Rox

“Memoirs“

„Mehr Soul als 100 Motown-Platten“, verkündet das neue Intro-Heft hysterisch – eine ganz schön gewagte Behauptung über die 21-jährige Roxanne Tania Tataei, wenn man bedenkt, dass Marvin Gaye, die Supremes und Stevie Wonder auf Motown veröffentlicht haben. Na ja, zurzeit ist es nicht so schwer, der neue (Retro-)Soul-Hype zu sein: aktuelle Platten von Amy Winehouse, Duffy oder Adele? Fehlanzeige, nix in Sicht, nirgends. Leichtes Spiel also für Rox, die Westlondonerin mit jamaikanisch-iranischen Wurzeln, die ihre Stimme in Kirchenchor und
Musicalaufführungen trainierte und schon als junges Mädchen in Jazzcombos sang.

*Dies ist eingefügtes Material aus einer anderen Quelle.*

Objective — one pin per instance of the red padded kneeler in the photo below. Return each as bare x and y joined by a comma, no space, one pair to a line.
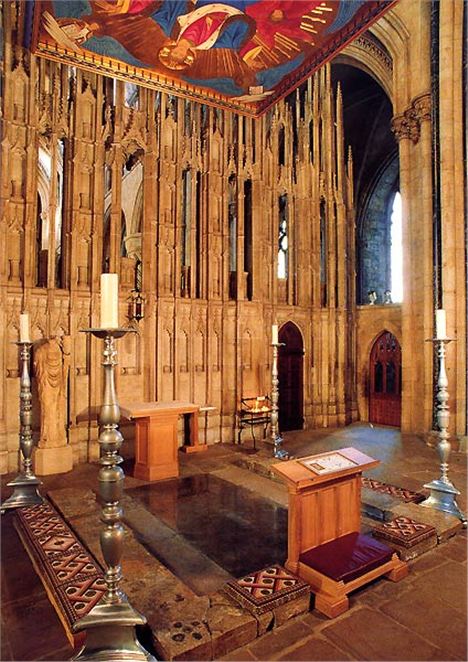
347,557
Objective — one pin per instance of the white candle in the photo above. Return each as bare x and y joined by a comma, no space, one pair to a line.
24,327
274,334
109,301
441,324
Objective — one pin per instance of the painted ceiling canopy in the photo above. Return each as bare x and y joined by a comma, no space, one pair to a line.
243,55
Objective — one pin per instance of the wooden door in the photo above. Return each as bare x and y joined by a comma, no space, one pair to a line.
290,375
385,381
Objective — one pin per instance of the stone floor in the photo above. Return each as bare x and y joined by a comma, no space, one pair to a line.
420,618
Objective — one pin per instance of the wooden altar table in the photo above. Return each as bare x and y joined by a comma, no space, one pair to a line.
156,436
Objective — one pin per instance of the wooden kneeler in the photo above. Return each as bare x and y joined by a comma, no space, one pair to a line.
325,547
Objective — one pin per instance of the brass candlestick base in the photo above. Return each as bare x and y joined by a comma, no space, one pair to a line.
26,484
276,439
110,625
443,492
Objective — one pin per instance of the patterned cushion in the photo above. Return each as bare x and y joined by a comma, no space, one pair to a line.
392,490
72,577
404,531
266,589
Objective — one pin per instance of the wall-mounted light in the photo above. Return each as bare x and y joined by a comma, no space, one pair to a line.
137,305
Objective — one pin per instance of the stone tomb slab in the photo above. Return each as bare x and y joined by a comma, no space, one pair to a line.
185,625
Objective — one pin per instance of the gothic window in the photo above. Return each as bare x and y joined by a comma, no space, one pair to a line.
60,214
41,253
232,220
123,235
390,377
283,246
198,236
106,243
185,246
323,254
131,95
248,236
187,118
378,377
281,147
42,219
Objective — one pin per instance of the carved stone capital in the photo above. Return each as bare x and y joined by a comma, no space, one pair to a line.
422,106
408,124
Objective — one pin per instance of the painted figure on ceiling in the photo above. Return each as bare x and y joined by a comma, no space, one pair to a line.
235,47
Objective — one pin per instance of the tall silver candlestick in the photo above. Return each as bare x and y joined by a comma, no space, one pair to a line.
278,452
110,625
443,492
25,485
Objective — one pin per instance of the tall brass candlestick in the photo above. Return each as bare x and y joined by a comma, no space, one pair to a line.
25,485
110,625
443,492
278,452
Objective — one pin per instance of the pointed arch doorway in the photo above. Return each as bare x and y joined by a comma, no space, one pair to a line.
290,375
385,381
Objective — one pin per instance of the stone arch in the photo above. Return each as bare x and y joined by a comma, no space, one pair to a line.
291,377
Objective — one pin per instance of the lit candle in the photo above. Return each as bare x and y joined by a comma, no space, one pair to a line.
109,301
441,324
24,327
274,334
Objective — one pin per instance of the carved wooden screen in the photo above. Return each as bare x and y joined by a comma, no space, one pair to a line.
385,381
290,374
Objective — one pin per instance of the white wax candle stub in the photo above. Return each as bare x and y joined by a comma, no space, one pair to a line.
441,324
24,327
274,333
109,301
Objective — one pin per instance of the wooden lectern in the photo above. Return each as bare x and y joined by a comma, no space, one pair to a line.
325,546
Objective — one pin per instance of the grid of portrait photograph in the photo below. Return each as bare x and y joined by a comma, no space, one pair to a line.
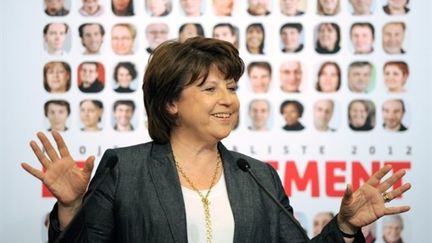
321,65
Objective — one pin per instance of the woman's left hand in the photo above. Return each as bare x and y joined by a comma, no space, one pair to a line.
367,204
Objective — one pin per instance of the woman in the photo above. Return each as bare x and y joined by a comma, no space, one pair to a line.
164,191
255,36
124,74
361,115
329,78
396,7
395,76
91,115
328,38
57,77
122,7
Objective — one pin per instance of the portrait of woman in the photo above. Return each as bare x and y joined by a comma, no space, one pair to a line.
328,7
122,7
361,115
255,36
396,7
329,78
292,111
57,77
124,74
327,38
90,112
396,74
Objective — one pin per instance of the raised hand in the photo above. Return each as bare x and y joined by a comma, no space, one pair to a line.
62,177
367,204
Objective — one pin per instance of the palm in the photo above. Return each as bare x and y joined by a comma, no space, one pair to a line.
63,178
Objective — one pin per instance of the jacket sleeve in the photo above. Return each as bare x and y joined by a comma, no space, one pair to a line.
95,221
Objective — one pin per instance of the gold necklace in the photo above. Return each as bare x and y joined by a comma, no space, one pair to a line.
204,199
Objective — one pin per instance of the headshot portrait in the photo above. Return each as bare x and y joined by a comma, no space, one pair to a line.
327,38
223,8
393,114
393,37
292,7
292,112
91,77
323,114
258,7
57,77
57,112
361,77
395,74
292,37
362,37
290,76
328,7
91,8
125,75
156,34
255,37
396,7
56,38
189,30
362,7
361,115
122,7
259,112
328,78
90,113
158,8
91,35
123,39
57,7
226,32
260,76
192,8
123,112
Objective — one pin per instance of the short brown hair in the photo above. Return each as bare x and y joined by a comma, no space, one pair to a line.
175,65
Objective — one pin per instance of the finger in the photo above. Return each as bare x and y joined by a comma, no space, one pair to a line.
61,145
389,182
40,155
377,176
34,172
52,154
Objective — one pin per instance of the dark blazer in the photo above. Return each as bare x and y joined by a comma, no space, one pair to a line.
141,201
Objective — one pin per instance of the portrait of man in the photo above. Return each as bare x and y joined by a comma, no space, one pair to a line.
88,76
290,76
156,33
259,74
322,115
393,113
360,76
54,35
393,36
91,35
123,111
291,37
259,114
362,38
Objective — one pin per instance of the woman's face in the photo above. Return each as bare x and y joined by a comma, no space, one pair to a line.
124,78
254,38
358,114
57,78
327,36
90,114
291,114
394,78
328,79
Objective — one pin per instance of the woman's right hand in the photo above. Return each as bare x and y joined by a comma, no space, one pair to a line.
66,181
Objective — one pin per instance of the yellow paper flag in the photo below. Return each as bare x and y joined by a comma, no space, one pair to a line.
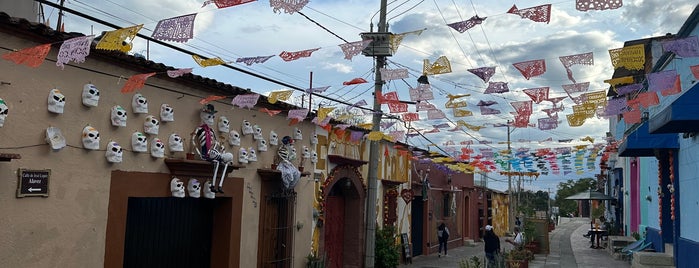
279,95
116,40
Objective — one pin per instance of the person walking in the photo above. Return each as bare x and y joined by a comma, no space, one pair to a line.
492,246
443,237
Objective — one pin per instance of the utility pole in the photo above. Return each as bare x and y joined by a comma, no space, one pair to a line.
380,49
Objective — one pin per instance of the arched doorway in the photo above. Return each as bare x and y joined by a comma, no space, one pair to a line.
343,237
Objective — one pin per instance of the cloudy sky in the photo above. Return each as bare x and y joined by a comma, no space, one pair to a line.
253,29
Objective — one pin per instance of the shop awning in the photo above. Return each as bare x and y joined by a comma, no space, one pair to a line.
682,116
642,143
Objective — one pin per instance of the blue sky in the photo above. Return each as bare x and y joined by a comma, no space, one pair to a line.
252,29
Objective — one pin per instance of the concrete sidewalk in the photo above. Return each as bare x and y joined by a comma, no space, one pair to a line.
568,248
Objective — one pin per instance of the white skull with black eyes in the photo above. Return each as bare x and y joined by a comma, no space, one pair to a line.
262,145
242,156
252,155
247,127
91,138
167,113
57,101
297,134
257,134
118,116
234,138
177,188
273,138
91,95
4,110
151,125
114,152
139,142
157,148
224,125
194,188
176,143
139,104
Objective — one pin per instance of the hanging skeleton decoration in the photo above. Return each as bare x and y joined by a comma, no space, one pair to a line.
209,149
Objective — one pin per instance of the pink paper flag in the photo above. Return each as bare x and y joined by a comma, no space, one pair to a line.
246,100
177,29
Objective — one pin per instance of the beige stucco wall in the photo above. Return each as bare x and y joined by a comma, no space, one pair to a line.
67,229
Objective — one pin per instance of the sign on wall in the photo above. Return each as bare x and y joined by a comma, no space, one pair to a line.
33,182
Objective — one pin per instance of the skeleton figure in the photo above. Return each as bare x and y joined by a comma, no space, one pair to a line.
224,126
247,128
118,116
167,113
139,142
273,138
175,143
194,188
114,152
139,104
177,188
157,148
56,101
3,112
151,125
234,138
257,134
91,95
91,138
252,155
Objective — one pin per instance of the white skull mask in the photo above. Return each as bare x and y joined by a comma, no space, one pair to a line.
176,143
247,127
139,142
207,190
91,138
157,148
139,104
257,134
234,138
177,187
224,126
242,156
297,134
151,125
273,138
56,101
118,116
114,152
194,188
91,95
314,157
262,145
167,113
4,110
252,155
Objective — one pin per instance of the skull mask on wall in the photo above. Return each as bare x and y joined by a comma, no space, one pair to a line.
176,143
194,188
139,142
4,110
91,138
151,125
118,116
91,95
177,187
157,148
56,101
139,104
167,113
224,126
114,152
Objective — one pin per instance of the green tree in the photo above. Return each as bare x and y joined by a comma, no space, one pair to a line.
568,188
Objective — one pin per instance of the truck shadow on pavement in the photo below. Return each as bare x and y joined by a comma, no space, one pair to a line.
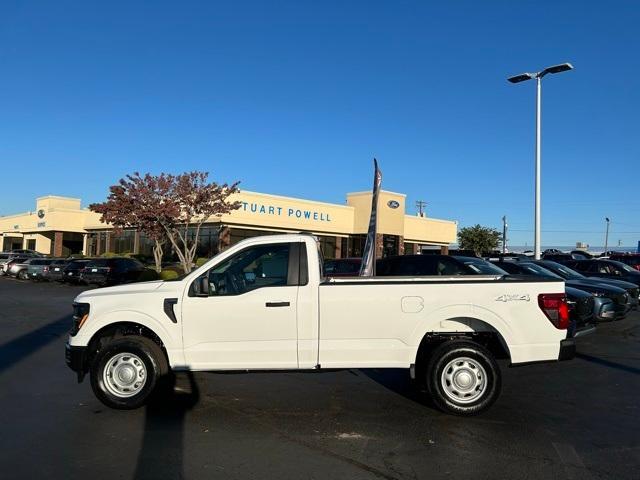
398,381
162,452
608,363
21,347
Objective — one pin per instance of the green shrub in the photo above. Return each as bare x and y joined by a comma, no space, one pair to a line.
168,275
148,275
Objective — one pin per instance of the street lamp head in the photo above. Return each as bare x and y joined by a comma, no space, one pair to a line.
521,78
563,67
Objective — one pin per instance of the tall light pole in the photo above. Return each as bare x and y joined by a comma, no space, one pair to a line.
504,234
563,67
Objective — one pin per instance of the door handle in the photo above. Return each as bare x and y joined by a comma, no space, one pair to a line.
277,304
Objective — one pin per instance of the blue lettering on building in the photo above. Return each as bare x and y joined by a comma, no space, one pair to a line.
261,209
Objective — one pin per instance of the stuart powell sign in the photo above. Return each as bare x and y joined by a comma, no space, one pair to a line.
290,212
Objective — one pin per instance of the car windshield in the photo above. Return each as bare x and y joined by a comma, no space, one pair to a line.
538,270
562,270
628,260
623,266
481,266
102,262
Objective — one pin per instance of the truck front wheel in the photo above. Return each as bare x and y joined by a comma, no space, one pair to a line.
125,371
463,378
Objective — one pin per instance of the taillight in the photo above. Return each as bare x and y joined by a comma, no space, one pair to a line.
554,306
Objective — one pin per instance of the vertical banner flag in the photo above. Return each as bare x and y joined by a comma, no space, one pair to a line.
368,266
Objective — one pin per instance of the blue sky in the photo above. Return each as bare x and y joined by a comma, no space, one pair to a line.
295,98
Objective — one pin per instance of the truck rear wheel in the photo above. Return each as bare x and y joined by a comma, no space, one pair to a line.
126,371
462,377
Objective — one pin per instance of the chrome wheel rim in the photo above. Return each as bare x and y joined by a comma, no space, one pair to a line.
124,375
464,380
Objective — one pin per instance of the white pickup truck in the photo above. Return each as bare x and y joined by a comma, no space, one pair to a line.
264,304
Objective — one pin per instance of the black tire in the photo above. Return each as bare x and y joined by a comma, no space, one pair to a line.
155,364
475,365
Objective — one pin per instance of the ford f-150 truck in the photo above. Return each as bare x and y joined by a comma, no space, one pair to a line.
264,304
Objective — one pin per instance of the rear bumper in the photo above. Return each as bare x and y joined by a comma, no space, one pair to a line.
76,359
567,349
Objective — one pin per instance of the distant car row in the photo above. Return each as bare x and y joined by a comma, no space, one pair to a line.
98,271
600,295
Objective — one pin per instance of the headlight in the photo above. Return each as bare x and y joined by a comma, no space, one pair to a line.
80,315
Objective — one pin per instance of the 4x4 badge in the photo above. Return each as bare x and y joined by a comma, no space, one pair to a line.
513,298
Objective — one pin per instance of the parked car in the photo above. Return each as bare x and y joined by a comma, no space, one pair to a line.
4,258
26,253
39,268
624,294
112,271
557,257
631,259
19,269
580,255
56,270
72,272
610,269
16,259
263,305
342,267
585,307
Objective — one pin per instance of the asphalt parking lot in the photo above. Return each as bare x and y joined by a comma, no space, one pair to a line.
571,420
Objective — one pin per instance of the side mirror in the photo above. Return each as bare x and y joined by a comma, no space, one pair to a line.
201,286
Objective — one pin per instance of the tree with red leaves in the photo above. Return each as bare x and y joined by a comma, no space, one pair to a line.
137,202
192,202
165,207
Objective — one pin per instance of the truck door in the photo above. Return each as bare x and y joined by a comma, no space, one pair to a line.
248,319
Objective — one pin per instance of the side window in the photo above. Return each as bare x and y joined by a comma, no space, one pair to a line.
448,266
329,267
252,268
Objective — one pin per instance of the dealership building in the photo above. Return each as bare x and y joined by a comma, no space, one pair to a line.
59,226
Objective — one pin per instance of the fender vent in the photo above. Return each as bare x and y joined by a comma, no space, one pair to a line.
168,308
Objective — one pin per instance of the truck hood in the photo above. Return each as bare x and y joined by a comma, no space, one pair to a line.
131,288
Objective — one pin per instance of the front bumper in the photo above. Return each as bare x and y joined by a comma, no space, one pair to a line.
76,360
567,349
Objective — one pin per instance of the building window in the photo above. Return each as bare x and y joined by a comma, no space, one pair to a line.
354,246
328,246
410,248
238,234
123,242
389,245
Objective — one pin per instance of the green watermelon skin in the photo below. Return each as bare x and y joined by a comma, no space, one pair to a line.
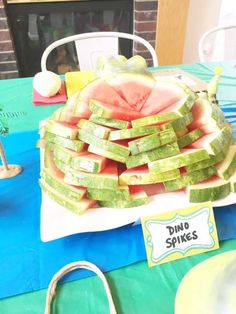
149,142
189,179
206,163
210,190
152,155
55,181
78,207
227,166
189,138
121,193
186,157
103,144
75,145
141,175
113,123
95,129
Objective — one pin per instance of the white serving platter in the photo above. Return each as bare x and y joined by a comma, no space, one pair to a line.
58,222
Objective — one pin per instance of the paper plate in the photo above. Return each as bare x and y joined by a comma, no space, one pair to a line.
58,222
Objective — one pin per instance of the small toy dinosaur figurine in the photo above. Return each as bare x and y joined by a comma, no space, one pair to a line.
6,171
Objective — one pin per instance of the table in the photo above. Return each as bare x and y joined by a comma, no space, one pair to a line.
136,288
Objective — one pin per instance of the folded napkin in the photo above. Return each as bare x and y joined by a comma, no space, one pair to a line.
59,98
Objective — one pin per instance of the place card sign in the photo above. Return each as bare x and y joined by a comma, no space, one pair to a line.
177,234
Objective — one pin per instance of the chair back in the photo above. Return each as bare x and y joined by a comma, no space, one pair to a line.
90,46
218,44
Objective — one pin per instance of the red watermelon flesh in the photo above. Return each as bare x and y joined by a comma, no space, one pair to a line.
98,90
134,89
127,114
163,95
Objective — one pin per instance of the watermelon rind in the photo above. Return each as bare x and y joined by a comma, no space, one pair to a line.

Klingt bis hierhin ziemlich despektierlich, oder? Dabei macht Miss Rox alles richtig: Sie hat eine kräftige, mehrere Oktaven umspannende Stimme, elegant, aussdrucksstark und wandelbar. Optisch orientiert sie sich an Lauryn Hill, was nicht die schlechteste Referenz ist. Rox komponiert und textet selbst und weder verwundert es, dass Rough Trade auf sie zukam und ihr namhafte Producer und Musiker an die Seite stellte, noch, dass Paul Weller und Mark Ronson explizite Rox-Fans sind. Und sie hat ein Album voller Hits abgeliefert: auf „Memoirs“ zeigt Rox, was sie kann, und das ist eine Menge. Sie überzeugt in dramatisch tremolierten, an Whitney Houstons beste Zeiten erinnernden R’n’B-Balladen mit Gospeleinschlag („Oh My“, „Page Unfolds“) genauso wie in fröhlichen catchy Popsongs wie „My Baby Left Me“ und „I Don’t Believe“ oder lässigem Reggae („Rocksteady“). Rox flirtet heftig mit der Vergangenheit (ja, auch mit Soul á la Motown) und doch ist immer klar, dass „Memoirs“ ein Produkt aus dem London der Jetztzeit ist – HipHop und Rap schwingen an den Rändern mit, wenn auch nicht explizit ausgespielt. Dazu klingt „Memoirs“ an keiner Stelle überladen, denn Rox hat ein sicheres Gespür für den richtigen Ton. Fast schon zu sicher für eine Debütantin.